For that future, what I have outlined leads to the following: the need to know more about the polis and thus politics, republic (politeia), democracy, constitution (also politeia), banking and finance (in other words, usury), metaphysics (not because we need it but because we can’t do without knowing what it is and there is no way to engage with it today if one ignores Nietzsche and Heidegger), science and technology, and then Madina, mosque and market, mu’amalat i.e. daily everyday transactions as they are discussed in works of fiqh, ‘aqidah yes but not going to excess in it, and then all the personal relationships most particularly between man and woman, the personal relationship between the Shaykh of Instruction and those needy ones (fuqara) gathered around him, the nature of the jama’a (community, not just a body of strangers gathering to do the prayer together in a mosque), leadership and its counterpart, mutual counselling.

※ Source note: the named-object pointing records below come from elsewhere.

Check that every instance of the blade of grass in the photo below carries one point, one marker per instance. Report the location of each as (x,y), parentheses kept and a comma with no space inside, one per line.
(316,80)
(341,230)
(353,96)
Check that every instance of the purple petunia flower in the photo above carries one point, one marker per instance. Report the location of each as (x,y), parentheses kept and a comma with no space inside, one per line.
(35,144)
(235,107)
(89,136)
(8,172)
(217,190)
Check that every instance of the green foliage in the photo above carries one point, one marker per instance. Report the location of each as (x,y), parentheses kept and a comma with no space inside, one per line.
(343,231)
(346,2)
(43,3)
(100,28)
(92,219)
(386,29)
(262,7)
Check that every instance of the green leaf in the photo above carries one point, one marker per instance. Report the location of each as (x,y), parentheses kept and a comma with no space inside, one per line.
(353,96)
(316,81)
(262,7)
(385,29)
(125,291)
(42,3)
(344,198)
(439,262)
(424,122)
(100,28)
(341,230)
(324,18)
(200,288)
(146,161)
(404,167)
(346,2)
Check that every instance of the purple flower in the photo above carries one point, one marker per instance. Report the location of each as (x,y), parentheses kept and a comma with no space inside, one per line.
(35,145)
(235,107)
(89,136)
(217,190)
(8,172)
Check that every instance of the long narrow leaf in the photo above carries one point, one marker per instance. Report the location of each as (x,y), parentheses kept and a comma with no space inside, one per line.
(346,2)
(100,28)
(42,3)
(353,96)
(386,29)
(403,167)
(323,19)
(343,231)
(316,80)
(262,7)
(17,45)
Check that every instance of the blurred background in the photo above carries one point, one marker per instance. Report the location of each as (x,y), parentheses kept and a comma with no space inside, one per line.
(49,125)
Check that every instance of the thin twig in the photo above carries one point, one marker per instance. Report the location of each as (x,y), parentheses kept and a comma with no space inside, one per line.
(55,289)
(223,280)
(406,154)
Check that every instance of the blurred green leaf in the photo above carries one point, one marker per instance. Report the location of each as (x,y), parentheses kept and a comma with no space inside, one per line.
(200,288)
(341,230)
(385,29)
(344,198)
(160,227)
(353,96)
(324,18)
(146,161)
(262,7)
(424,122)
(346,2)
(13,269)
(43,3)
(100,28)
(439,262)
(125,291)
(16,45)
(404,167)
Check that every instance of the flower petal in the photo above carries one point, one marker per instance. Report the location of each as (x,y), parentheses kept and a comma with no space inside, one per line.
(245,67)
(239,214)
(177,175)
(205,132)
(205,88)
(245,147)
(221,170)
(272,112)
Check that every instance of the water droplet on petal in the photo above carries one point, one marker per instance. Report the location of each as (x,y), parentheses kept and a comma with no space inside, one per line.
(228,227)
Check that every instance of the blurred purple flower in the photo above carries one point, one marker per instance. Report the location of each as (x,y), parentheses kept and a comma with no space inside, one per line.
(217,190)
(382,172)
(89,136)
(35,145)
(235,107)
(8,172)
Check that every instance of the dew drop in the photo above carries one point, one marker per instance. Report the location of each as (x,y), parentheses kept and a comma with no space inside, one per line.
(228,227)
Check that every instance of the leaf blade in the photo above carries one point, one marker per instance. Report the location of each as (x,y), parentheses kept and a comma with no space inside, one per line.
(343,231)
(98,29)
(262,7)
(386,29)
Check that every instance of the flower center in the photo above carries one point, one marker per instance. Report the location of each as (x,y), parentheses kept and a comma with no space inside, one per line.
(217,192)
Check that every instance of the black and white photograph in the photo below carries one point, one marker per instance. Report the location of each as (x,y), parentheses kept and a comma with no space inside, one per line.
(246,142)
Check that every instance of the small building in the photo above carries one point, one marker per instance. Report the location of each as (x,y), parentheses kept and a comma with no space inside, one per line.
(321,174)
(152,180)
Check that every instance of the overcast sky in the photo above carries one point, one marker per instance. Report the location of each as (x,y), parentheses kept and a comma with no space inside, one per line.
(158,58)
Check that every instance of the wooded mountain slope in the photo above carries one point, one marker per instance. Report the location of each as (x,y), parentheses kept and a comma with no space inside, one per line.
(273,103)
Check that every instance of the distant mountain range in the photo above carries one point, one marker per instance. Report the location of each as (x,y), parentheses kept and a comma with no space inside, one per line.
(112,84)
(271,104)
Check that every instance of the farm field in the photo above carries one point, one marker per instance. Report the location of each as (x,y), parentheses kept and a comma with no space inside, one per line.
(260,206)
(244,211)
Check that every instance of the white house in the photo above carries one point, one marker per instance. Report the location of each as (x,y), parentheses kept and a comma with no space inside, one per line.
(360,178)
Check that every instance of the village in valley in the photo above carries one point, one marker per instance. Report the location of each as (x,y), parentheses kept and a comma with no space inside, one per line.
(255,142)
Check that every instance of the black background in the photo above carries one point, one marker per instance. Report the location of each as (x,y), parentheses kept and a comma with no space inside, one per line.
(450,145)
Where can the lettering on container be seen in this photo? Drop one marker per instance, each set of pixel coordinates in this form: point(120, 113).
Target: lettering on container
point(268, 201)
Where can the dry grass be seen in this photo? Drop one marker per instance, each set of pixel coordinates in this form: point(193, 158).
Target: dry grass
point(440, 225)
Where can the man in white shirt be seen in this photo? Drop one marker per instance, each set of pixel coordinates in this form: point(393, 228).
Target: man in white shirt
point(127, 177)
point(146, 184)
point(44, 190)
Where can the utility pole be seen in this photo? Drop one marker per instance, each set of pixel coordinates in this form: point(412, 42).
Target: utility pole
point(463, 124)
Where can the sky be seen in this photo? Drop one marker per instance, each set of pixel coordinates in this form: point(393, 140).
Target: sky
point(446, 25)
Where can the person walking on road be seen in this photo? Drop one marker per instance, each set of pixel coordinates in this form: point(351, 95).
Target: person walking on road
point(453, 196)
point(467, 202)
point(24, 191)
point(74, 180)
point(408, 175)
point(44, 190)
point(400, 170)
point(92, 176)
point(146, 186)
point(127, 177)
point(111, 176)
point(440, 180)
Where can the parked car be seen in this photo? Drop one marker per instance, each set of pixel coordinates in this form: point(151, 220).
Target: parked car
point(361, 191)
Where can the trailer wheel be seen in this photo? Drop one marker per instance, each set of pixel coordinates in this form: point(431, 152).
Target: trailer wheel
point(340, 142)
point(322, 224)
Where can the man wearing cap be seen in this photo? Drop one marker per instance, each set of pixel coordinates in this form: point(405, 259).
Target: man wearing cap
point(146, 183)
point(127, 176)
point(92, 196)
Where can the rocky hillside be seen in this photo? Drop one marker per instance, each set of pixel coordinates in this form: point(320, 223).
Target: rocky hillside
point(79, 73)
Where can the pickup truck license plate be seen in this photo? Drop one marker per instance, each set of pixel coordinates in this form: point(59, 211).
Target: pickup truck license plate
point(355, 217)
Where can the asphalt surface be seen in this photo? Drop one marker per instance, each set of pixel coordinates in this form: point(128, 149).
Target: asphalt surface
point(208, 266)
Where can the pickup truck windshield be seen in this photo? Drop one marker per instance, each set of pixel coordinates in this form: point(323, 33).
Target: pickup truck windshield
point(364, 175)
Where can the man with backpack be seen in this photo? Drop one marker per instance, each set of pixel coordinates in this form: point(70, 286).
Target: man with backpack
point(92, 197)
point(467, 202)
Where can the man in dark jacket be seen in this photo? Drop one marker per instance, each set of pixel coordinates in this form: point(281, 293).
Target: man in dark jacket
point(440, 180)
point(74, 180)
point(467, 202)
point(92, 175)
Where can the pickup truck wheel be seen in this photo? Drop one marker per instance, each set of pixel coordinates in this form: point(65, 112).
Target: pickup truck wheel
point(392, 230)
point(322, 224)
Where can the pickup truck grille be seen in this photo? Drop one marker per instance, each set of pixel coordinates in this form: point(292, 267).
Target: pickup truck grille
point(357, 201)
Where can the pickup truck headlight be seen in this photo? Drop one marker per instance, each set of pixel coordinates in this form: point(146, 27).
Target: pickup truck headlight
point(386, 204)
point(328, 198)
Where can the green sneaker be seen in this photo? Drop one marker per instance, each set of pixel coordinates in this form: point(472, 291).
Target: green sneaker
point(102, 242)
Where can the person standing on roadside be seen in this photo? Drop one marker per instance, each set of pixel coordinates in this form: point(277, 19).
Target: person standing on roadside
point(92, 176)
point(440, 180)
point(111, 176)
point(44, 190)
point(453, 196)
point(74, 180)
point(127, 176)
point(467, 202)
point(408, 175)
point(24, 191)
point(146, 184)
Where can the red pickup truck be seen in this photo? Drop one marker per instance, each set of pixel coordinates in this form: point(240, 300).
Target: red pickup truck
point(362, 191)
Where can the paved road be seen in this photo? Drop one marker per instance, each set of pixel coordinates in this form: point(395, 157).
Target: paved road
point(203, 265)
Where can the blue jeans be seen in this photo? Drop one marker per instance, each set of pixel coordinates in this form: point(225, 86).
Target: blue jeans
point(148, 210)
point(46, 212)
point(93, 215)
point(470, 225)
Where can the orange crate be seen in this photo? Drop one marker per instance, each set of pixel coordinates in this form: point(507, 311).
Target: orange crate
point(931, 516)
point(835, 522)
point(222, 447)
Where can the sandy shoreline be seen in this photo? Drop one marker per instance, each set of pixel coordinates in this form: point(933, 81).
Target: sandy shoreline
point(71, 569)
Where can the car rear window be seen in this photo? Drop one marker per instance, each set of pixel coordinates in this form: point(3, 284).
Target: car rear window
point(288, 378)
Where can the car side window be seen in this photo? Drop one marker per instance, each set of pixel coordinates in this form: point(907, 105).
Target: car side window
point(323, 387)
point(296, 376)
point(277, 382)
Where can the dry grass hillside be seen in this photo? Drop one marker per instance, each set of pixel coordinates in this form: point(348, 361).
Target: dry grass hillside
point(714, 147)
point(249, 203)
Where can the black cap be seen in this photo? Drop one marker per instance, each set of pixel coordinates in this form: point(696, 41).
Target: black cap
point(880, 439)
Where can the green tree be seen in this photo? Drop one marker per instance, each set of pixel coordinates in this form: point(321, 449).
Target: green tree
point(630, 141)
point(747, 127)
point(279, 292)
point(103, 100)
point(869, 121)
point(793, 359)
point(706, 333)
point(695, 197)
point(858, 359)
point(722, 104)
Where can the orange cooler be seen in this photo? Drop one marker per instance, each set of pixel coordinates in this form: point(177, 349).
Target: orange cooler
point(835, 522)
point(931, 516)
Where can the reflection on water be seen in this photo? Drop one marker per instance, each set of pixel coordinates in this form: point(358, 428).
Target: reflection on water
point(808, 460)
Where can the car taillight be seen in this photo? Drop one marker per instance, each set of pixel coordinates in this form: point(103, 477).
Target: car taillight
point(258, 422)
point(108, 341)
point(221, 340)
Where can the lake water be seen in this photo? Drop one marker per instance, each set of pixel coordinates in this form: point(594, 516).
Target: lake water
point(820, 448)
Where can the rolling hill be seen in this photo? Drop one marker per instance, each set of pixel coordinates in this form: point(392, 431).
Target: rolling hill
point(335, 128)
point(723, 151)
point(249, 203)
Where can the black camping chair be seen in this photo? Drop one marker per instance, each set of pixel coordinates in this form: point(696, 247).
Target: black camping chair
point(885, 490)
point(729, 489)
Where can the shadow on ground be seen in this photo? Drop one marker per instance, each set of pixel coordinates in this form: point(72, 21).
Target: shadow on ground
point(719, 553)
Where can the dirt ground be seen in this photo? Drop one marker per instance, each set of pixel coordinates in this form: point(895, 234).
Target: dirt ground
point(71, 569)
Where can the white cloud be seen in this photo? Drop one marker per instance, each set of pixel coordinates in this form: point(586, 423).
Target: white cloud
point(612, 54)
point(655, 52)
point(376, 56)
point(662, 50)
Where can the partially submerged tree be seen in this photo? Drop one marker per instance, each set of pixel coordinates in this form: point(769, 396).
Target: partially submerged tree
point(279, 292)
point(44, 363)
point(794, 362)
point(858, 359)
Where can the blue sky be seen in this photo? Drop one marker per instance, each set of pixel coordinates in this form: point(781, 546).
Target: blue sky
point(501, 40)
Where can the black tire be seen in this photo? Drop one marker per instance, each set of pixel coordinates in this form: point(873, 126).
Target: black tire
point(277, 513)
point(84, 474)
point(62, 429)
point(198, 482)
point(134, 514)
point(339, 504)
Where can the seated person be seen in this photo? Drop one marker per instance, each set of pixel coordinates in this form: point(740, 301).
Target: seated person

Intrinsically there are two parties addressed in all this: first, the Muslim umma, and second, whatever we allude to loosely as ‘the West’. There is considerable convergence here in our outline, and that must inform our thinking.
These are all ingredients, grist for the mill, that might be needed for envisioning a future for us, if indeed we have one. But, as in the Prophetic advice: “If the Last Hour comes upon you and you are planting a tree, continue to plant the tree.”